Chers amis curieux et bibliophiles tout à la fois,
Restons encore ce soir sur le thème de l’imprimerie, de la libraire et de son mode de fonctionnement dans les siècles passés.
Sautons simplement un siècle par rapport au billet d’hier soir sur le Code et Règlement de la Librairie de 1723 étendu en 1744 à la France entière.
C’est en 1842 que je vous propose de vous transporter aujourd’hui.
Suivons pour ce faire les propos donnés dans une plaquette d’un format inhabituel, grand in-4 (27 x 22 cm) de 24 pages intitulée :
"Considérations sur l’état de l’imprimerie et de la librairie en France, depuis l’époque dite de la Restauration. Mémoire présenté au neuvième congrès scientifique de France, tenu à Lyon en 1841, par M. Léon Pelletier (1), bibliographe."

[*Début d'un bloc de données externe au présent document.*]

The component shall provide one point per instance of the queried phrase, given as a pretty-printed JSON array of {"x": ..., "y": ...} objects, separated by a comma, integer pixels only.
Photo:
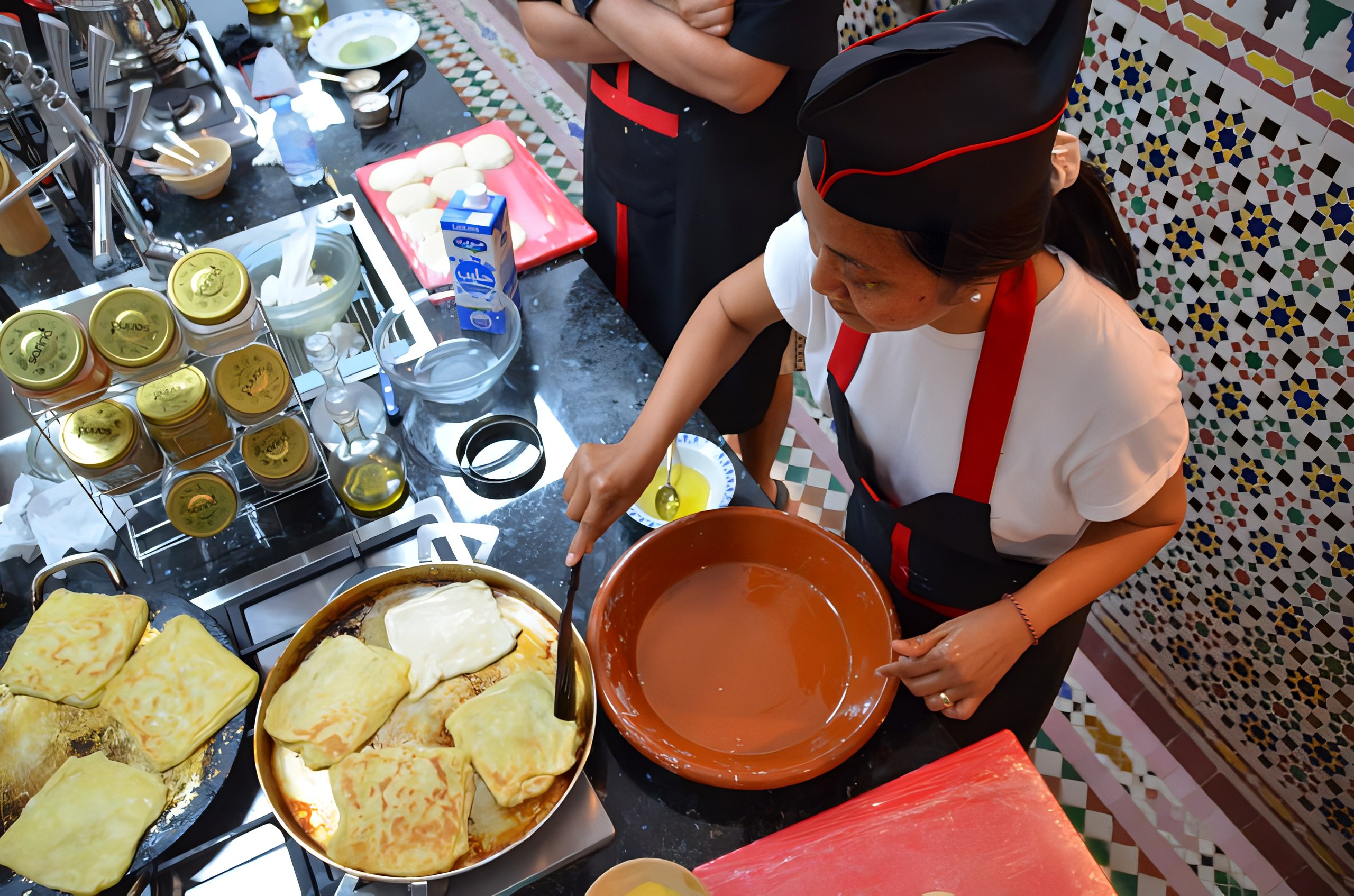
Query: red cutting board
[
  {"x": 981, "y": 822},
  {"x": 554, "y": 226}
]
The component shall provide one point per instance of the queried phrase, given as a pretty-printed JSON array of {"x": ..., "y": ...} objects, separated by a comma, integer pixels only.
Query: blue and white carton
[{"x": 478, "y": 241}]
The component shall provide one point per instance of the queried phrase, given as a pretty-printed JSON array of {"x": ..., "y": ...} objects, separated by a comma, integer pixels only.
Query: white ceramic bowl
[
  {"x": 709, "y": 461},
  {"x": 340, "y": 32}
]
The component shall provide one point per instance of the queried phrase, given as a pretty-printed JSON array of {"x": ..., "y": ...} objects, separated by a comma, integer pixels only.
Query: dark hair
[{"x": 1081, "y": 221}]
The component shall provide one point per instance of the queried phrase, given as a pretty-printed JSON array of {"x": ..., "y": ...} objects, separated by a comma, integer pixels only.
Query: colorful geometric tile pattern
[{"x": 1227, "y": 145}]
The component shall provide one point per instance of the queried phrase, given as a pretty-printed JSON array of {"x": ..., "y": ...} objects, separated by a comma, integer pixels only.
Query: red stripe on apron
[
  {"x": 619, "y": 100},
  {"x": 623, "y": 255}
]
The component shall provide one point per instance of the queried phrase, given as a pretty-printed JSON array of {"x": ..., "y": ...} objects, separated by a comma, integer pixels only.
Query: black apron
[
  {"x": 683, "y": 193},
  {"x": 937, "y": 554}
]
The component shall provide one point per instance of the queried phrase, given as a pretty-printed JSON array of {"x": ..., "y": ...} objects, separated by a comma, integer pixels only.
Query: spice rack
[{"x": 148, "y": 529}]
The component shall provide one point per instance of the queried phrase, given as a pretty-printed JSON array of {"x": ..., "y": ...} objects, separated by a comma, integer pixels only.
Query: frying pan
[
  {"x": 351, "y": 606},
  {"x": 216, "y": 758}
]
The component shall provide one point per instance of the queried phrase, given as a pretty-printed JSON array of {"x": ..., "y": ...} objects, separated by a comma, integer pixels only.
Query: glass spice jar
[
  {"x": 281, "y": 456},
  {"x": 136, "y": 332},
  {"x": 252, "y": 382},
  {"x": 185, "y": 417},
  {"x": 47, "y": 356},
  {"x": 106, "y": 444},
  {"x": 201, "y": 502},
  {"x": 211, "y": 289}
]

Simple cahier cousu par une ficelle et présenté sous une couverture de papier bleu uni, ce document sort de l’imprimerie de E. Pelletier (sans doute un parent de l’auteur. Son frère ?). Elle porte un envoi à un anonyme en haut du premier plat de couverture (21 janvier 1842).
Cette brochure sortirait des presses lyonnaises de E. Pelletier d’après quelques notices retrouvées dans divers catalogues.
Venons-en au contenu de ce document que nous croyons suffisamment rare pour l’exhumer ici.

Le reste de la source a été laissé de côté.